Once $W^{Q} = W_{θ}$ , $W^{K} = W_{ϕ}$ , $W^{V} = W_{g}$ , W^Q∈R^C × C, W^K∈R^C × C, and W^V∈R^C × C, Eq. 9 can be formulated as:

\begin{array}{l} A^{l} = softmax (Q K^{T}) V & (11) \end{array}

In this way, the SA block is constructed. Then we employ a residual connection around the SA block. Finally, the attention process of STCA can be formulated as:

\begin{array}{l} X_{STCA}^{l} = f ⊙ X^{l} & (12) \end{array}

where f = σ(R^l + A^l) ∈ R^T × C is the weight vector of STCA, ⊙ is element-wise multiplication, σ is the sigmoid function, and X^l_STCA∈R^{T × C × H × W} denotes the feature extracted by the STCA module along temporal and channel dimensions.

3.4. Training

We integrate the STCA module into networks and utilize the BPTT method to train SNNs. Since the process of neuron firing is non-differentiable, we use the derived ATan surrogate function $σ^{'} (x) = α / 2 {(1 + π α x / 2)}^{2} .$ For a given input with label n, the neuron that represents class n has the highest excitatory level while other neurons remain silent. So the target output is defined by Y = [y^{t, i}] with y^{t, i} = 1 for i = n, and y^{t, i} = 0 for i ≠ n. Then the loss function is described by the spike mean squared error:

\begin{array}{l} L = {‖y^{i} - \frac{1}{T} \sum_{t = 1}^{T} o^{t, i}‖}^{2} & (13) \end{array}

where O = [o^{t, i}] is the average spiking events of neurons under the voting strategy.

4. Experiments

4.1. Experimental setup

4.1.1. Implementation details

We implement our experiments with the Pytorch package and SpikingJelly framework. All experiments were conducted using the BPTT learning algorithm on 4 NVIDIA RTX 2080 Ti GPUs. We utilized the Adam optimizer (Kingma and Ba, 2015) to accelerate the training process and implemented some standard training techniques of deep learning such as batch normalization and dropout. The corresponding hyper-parameters and SNN hyper-parameters are shown in Table 1. We verify our method on the following DVS benchmarks:

TABLE 1

Table 1. Hyper-parameter setting.

CIFAR10-DVS contains 10 K DVS images of 10 classes recorded with the dynamic vision sensor from the original static CIFAR10 dataset. We apply a 9: 1 train-valid split (i.e., 9 k training images and 1 k validation images). The resolution is 128 × 128, we resize all of them to 48 × 48 in our training and we integrate the event data into 10 frames per sample (Li et al., 2017).
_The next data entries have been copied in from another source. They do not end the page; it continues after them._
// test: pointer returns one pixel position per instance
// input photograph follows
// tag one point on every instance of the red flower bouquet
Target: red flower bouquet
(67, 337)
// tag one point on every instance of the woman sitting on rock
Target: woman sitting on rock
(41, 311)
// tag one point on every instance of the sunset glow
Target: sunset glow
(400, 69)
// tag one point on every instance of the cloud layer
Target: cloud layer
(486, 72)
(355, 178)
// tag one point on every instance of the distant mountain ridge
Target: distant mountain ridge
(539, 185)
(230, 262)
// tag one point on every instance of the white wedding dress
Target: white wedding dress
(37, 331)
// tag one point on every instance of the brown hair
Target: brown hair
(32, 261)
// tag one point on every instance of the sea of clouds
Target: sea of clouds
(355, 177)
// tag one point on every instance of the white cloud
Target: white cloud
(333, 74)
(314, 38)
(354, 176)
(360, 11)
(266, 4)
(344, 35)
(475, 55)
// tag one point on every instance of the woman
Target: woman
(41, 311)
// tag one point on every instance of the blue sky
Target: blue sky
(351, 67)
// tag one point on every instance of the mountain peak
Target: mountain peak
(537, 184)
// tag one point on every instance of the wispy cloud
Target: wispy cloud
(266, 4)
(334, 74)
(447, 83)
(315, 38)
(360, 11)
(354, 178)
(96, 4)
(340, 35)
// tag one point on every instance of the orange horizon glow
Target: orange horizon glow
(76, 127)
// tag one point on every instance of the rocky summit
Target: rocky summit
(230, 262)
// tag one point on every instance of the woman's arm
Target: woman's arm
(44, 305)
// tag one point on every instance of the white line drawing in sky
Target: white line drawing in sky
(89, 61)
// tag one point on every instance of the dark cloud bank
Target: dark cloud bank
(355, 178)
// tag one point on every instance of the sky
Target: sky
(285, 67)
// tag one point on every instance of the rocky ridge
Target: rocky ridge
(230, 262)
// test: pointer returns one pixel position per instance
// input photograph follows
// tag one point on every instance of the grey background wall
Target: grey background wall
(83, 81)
N-Caltech 101 dataset contains 8,831 DVS images converted from the original version of Caltech 101 with a slight change in object classes to avoid confusion. The N-Caltech 101 consists of 100 object classes plus one background class. Similarly, we apply the 9: 1 train-test split as CIFAR10-DVS. We use the SpikingJelly (Fang et al., 2020) package to process the data and integrate them into 14 frames per sample (Orchard et al., 2015).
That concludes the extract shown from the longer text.